Il mio cuore batte così forte che credo tutta la casa lo senta. I pensieri corrono: devo lasciarlo incontrare Tommaso? E se Tommaso non volesse? E se lo ferisse? Ricordo quanto abbiamo lottato per la nostra piccola felicità e non sono sicura di essere pronta a condividere quel passato con qualcuno.
Ma cè sincerità negli occhi di Domenico. Non è venuto per portare via, ma per trovare pace. Faccio un passo indietro e sussurro:
Venga dentro. Ma dobbiamo parlare.
Domenico entra, si siede cautamente sul divano. Preparo un caffè e, dopo un lungo silenzio, lo interrogo.
Perché adesso? Perché non prima?
Lui si stringe le mani.
Pensavo di riuscire a dimenticare, a continuare a vivere. Non è andata così. Qualche mese fa ho scoperto dove sei, e da allora raccolgo il coraggio.
Si ferma, il peso del passato gravante su di lui.
Non volevo mentirgli. Solo non sapevo se avessi il diritto di apparire.
Lo guardo a lungo. Si è davvero pentito o è solo un altro gioco?
Le cose vanno a rilento. Prima parlerò io a Tommaso. Lui non sa nulla di te. Sarà uno shock. Ha la sua vita, Domenico. Non permetterò che nessuno la distrugga.
Lui annuisce prontamente.
Capisco. Non mi aspetto nulla da lui. Voglio solo che sappia chi sono. Se non mi vuole, accetterò.
Non sapevo cosa aspettarmi. Non lavevo mai preparato a nulla del genere. Non mi era mai passato per la testa che il padre biologico potesse tornare. Come reagirà Tommaso? Sarà arrabbiato? Si sentirà tradito?

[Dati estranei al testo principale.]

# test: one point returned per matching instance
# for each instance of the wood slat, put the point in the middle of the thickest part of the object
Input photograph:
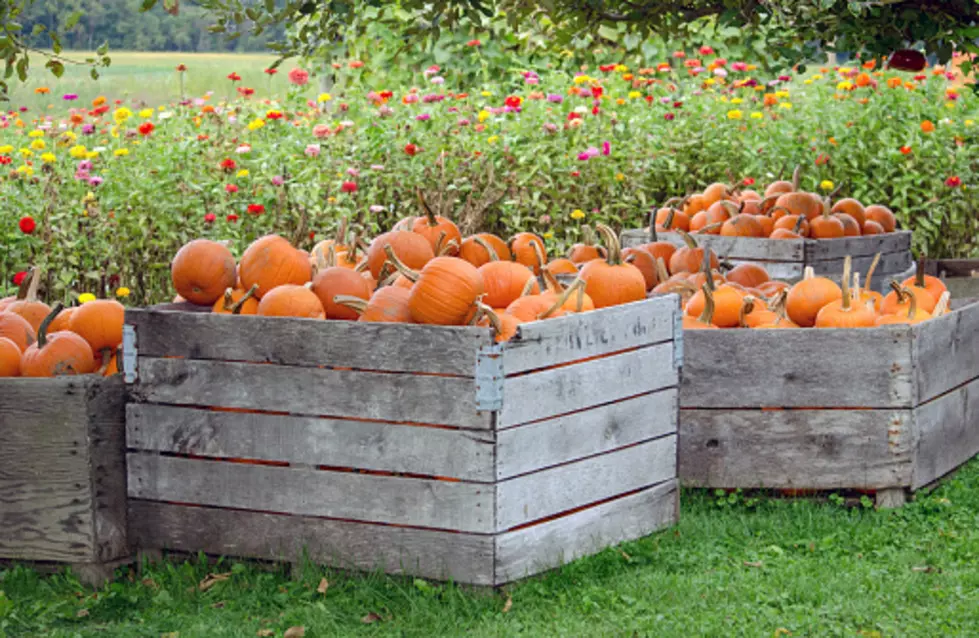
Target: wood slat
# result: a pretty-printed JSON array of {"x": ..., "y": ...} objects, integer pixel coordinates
[
  {"x": 45, "y": 484},
  {"x": 311, "y": 391},
  {"x": 542, "y": 344},
  {"x": 947, "y": 434},
  {"x": 531, "y": 497},
  {"x": 869, "y": 368},
  {"x": 946, "y": 352},
  {"x": 309, "y": 342},
  {"x": 801, "y": 449},
  {"x": 542, "y": 395},
  {"x": 462, "y": 454},
  {"x": 534, "y": 549},
  {"x": 530, "y": 447},
  {"x": 465, "y": 558},
  {"x": 466, "y": 507}
]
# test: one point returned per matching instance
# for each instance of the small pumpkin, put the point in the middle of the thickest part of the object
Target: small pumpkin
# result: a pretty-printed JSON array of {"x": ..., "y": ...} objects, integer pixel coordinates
[
  {"x": 202, "y": 270},
  {"x": 62, "y": 353}
]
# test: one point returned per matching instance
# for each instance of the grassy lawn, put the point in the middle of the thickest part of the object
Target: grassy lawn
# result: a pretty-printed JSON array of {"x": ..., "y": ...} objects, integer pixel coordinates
[
  {"x": 150, "y": 77},
  {"x": 732, "y": 567}
]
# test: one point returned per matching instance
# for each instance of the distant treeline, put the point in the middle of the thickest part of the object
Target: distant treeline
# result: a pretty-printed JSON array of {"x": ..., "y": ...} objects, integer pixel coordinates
[{"x": 124, "y": 26}]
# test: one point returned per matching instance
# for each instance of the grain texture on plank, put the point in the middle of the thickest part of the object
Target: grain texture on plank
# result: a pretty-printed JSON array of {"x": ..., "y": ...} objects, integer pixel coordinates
[
  {"x": 531, "y": 497},
  {"x": 369, "y": 445},
  {"x": 542, "y": 344},
  {"x": 800, "y": 449},
  {"x": 947, "y": 434},
  {"x": 309, "y": 342},
  {"x": 547, "y": 393},
  {"x": 396, "y": 500},
  {"x": 869, "y": 368},
  {"x": 398, "y": 397},
  {"x": 534, "y": 549},
  {"x": 527, "y": 448},
  {"x": 45, "y": 480},
  {"x": 946, "y": 352},
  {"x": 466, "y": 558}
]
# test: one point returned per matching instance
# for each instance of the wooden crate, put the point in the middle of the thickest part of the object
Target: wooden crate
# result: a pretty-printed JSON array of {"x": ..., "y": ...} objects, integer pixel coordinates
[
  {"x": 62, "y": 473},
  {"x": 888, "y": 409},
  {"x": 786, "y": 258},
  {"x": 422, "y": 450}
]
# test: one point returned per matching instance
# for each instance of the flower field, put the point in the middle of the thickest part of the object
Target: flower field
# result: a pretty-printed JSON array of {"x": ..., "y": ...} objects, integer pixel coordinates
[{"x": 100, "y": 192}]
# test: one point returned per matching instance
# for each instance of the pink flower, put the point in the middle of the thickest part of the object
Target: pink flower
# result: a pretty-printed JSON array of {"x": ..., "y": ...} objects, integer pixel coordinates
[{"x": 299, "y": 77}]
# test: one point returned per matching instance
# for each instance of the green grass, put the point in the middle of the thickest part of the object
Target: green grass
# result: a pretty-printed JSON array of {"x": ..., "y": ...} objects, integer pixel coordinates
[
  {"x": 150, "y": 77},
  {"x": 732, "y": 567}
]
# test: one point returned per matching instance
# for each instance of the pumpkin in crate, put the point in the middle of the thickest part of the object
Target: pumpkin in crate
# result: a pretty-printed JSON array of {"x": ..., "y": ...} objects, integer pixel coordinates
[
  {"x": 62, "y": 353},
  {"x": 202, "y": 270}
]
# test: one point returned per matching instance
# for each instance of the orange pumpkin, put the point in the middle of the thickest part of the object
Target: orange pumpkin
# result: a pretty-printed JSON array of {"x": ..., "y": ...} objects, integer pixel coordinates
[{"x": 202, "y": 270}]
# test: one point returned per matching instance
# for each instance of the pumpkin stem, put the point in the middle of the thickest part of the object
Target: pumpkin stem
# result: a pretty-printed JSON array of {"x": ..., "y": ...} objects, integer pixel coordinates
[
  {"x": 408, "y": 273},
  {"x": 236, "y": 308},
  {"x": 42, "y": 331},
  {"x": 482, "y": 243},
  {"x": 356, "y": 304}
]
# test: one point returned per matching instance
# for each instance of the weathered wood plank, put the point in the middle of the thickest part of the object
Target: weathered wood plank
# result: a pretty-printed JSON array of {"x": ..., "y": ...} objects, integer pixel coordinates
[
  {"x": 869, "y": 368},
  {"x": 802, "y": 449},
  {"x": 107, "y": 438},
  {"x": 535, "y": 549},
  {"x": 541, "y": 395},
  {"x": 45, "y": 485},
  {"x": 530, "y": 447},
  {"x": 369, "y": 445},
  {"x": 947, "y": 434},
  {"x": 531, "y": 497},
  {"x": 865, "y": 246},
  {"x": 312, "y": 391},
  {"x": 308, "y": 342},
  {"x": 466, "y": 507},
  {"x": 543, "y": 344},
  {"x": 946, "y": 352},
  {"x": 464, "y": 558}
]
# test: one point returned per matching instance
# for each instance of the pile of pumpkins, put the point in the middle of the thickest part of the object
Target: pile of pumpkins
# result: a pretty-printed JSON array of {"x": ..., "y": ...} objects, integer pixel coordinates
[
  {"x": 781, "y": 212},
  {"x": 423, "y": 271},
  {"x": 37, "y": 340}
]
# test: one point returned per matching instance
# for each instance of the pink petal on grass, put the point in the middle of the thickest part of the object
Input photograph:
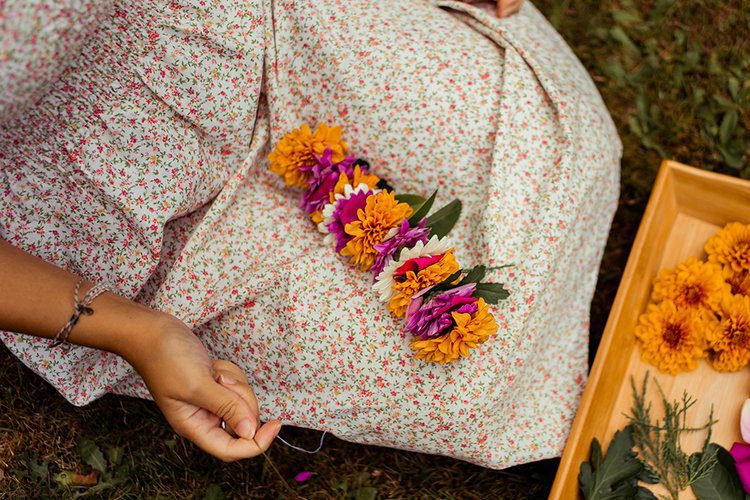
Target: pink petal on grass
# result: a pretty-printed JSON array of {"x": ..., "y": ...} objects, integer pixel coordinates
[
  {"x": 741, "y": 454},
  {"x": 303, "y": 476},
  {"x": 745, "y": 421}
]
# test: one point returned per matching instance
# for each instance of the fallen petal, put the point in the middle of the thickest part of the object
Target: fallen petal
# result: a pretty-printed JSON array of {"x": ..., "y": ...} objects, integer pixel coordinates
[
  {"x": 745, "y": 421},
  {"x": 303, "y": 476}
]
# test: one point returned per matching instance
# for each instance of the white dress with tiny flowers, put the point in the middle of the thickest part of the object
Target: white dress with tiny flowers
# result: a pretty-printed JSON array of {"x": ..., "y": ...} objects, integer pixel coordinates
[{"x": 133, "y": 145}]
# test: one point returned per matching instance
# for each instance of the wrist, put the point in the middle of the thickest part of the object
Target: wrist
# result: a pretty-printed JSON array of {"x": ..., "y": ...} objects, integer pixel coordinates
[{"x": 121, "y": 326}]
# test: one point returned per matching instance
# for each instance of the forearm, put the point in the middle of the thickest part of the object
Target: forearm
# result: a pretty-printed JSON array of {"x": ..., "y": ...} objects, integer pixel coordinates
[{"x": 36, "y": 298}]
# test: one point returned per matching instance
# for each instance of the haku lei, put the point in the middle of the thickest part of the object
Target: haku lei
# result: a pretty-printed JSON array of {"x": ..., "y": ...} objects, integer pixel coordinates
[{"x": 415, "y": 271}]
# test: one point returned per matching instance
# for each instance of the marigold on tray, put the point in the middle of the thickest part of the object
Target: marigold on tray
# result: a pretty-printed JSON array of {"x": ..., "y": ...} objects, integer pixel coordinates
[
  {"x": 730, "y": 247},
  {"x": 739, "y": 282},
  {"x": 381, "y": 213},
  {"x": 729, "y": 337},
  {"x": 470, "y": 331},
  {"x": 298, "y": 149},
  {"x": 692, "y": 284},
  {"x": 671, "y": 338}
]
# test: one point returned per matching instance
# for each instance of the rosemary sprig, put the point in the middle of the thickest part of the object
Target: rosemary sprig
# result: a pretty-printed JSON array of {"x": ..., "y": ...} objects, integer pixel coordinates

Quella sera, dopo una lunga riflessione, gli dico la verità. Sta cenando, gira la forchetta tra le dita, quando mi avvicino piano:
Tommaso, dobbiamo parlare.
Alza le sopracciglia, percepisce la serietà nella mia voce.
Che cosa succede, mamma?
Oggi è venuto un uomo. Si chiama Domenico. Dice di essere il tuo padre biologico.
Gli occhi di Tommaso si spalancano. Vedo i pensieri correre nella sua mente.
Vuol dire?
Vuol dire che è lui chi ti ha messo al mondo. Ma tu sei sempre stato, e sarai, il mio figlio. E nulla cambierà questo.
Rimane in silenzio, lespressione indecifrabile. Poi chiede:
Pensi che dovrei incontrarlo?
Quella domanda mi sorprende.
Spetta a te decidere. Vuole davvero vederti, si pente di non essere stato accanto a te. Chiede solo una possibilità per conoscerti.
Tommaso riflette, poi annuisce.
Lo incontrerò.
Il giorno successivo fissiamo un appuntamento con Domenico al parco. Lattesa sul panchino è carica di tensione. Non so cosa pensi Tommaso, ma è evidente che è nervoso.
Quando Domenico arriva, esita un attimo, come se non sapesse da dove cominciare. Tommaso si alza, si avvicina e gli tende la mano.
Ciao. Io sono Tommaso.
Domenico sorride, le lacrime brillano nei suoi occhi.
Ti conosco. Mi dispiace per tutto quello che ho perso.
Tommaso annuisce.
Va bene. Non è colpa tua.
In quel momento vedo in mio figlio qualcosa che non mi aspettavo: un cuore enorme. È pronto a dare una possibilità a questuomo, anche senza sapere dove lo porterà.
Nei mesi successivi Domenico resta in contatto. Non è invadente, non pretende di essere chiamato papà, rispetta tutti i nostri limiti. Gradualmente Tommaso costruisce un rapporto con lui, ma nulla può sostituire il legame che cè tra noi, e questo va bene così.
Alla fine, la cosa più importante è che Tommaso ha avuto la possibilità di scegliere. È stato lui a decidere chi far entrare nella sua vita.
E come madre so che, qualunque sia la sua decisione, io sarò al suo fianco.
Perché la famiglia non è solo legame di sangue. A volte è la famiglia che scegliamo di amare.